Marshall, Sons & Co. was a British agricultural machinery manufacturer founded in 1848. The company was based in the Britannia Iron Works, Gainsborough, Lincolnshire. Early production was of steam engines and agricultural machinery. Later production included diesel tractors such as the Field Marshall, Track Marshall and former Leyland wheeled tractors.

In 1842 William Marshall bought the defunct engineering works of William Garland and Son at Back Street Foundry in Gainsborough. In 1849 he renamed it the Britannia Ironworks and began to produce road steam engines. In 1857 his son James Marshall become a partner and the company name was changed to William Marshall and Son. In 1861 another son, Henry Dickenson Marshall, became a partner. William Marshall died in 1861 and his two sons continued the business. It was incorporated as a limited company in 1862.
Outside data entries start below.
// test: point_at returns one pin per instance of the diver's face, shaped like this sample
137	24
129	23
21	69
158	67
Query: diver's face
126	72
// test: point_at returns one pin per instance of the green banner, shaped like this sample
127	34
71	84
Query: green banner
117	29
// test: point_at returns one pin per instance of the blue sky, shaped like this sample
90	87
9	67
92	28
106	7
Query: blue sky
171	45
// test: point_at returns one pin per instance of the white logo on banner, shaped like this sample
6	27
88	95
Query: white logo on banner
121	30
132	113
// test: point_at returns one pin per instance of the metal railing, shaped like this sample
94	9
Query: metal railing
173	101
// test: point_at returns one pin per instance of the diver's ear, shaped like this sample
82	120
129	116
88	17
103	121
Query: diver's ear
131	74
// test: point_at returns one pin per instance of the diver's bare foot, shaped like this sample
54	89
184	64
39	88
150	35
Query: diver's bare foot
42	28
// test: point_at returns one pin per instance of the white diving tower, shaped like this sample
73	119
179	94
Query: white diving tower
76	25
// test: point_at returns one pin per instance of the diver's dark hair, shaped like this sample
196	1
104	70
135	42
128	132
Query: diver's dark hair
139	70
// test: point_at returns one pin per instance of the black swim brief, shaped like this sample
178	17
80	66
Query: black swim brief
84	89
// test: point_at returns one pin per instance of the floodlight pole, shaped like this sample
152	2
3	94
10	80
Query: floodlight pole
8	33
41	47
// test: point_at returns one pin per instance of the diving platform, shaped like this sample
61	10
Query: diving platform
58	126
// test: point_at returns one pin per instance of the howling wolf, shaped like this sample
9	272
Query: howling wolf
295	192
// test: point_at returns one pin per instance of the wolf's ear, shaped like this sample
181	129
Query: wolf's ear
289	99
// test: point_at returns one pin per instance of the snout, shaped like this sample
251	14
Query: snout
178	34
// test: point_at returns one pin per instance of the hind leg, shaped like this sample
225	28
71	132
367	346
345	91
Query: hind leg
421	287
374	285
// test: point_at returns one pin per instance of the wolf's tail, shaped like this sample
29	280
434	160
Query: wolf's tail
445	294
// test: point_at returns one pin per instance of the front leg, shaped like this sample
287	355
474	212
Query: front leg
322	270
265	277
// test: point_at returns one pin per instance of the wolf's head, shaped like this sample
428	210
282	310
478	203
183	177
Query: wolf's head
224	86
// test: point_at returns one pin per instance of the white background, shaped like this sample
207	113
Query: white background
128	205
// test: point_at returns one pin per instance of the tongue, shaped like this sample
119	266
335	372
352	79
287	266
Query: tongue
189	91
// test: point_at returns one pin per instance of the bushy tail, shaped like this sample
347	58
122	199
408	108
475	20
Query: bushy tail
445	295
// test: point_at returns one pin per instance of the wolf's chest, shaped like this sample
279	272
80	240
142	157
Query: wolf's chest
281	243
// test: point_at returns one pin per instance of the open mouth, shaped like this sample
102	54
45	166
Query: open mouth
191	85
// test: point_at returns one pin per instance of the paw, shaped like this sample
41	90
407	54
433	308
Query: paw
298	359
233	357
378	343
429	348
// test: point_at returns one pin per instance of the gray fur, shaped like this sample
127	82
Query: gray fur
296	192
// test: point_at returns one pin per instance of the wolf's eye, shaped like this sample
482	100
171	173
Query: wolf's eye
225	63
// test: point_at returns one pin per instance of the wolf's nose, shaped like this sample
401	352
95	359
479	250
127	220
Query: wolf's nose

Marshall's produced large numbers of steam traction engines, steam rollers, portable engines and agricultural machinery of all types.

In 1900 they started designing internal combustion-engined tractors to be called the Colonials, with a power of 16 to 32 hp (not comparable to modern hp) for the export market to replace steam engines, selling 300+ by 1914. In 1928 they started to develop a tractor similar to the Lanz Bulldog from Germany. They launched the 15/30 (Model E) in 1930, followed by the 12/20 which became the Model M in 1938; this then developed into the Field-Marshall in 1944.

In 1917 the company started to build aircraft at a new works built for the purpose on Lea Road in Gainsborough. The works became known as the Carr House works and the company built 150 Bristol F2B two-seat biplane fighters. When the aircraft were completed they were dismantled and towed to West Common in Lincoln to be flown, although some were flown from Layne's Field in Gainsborough.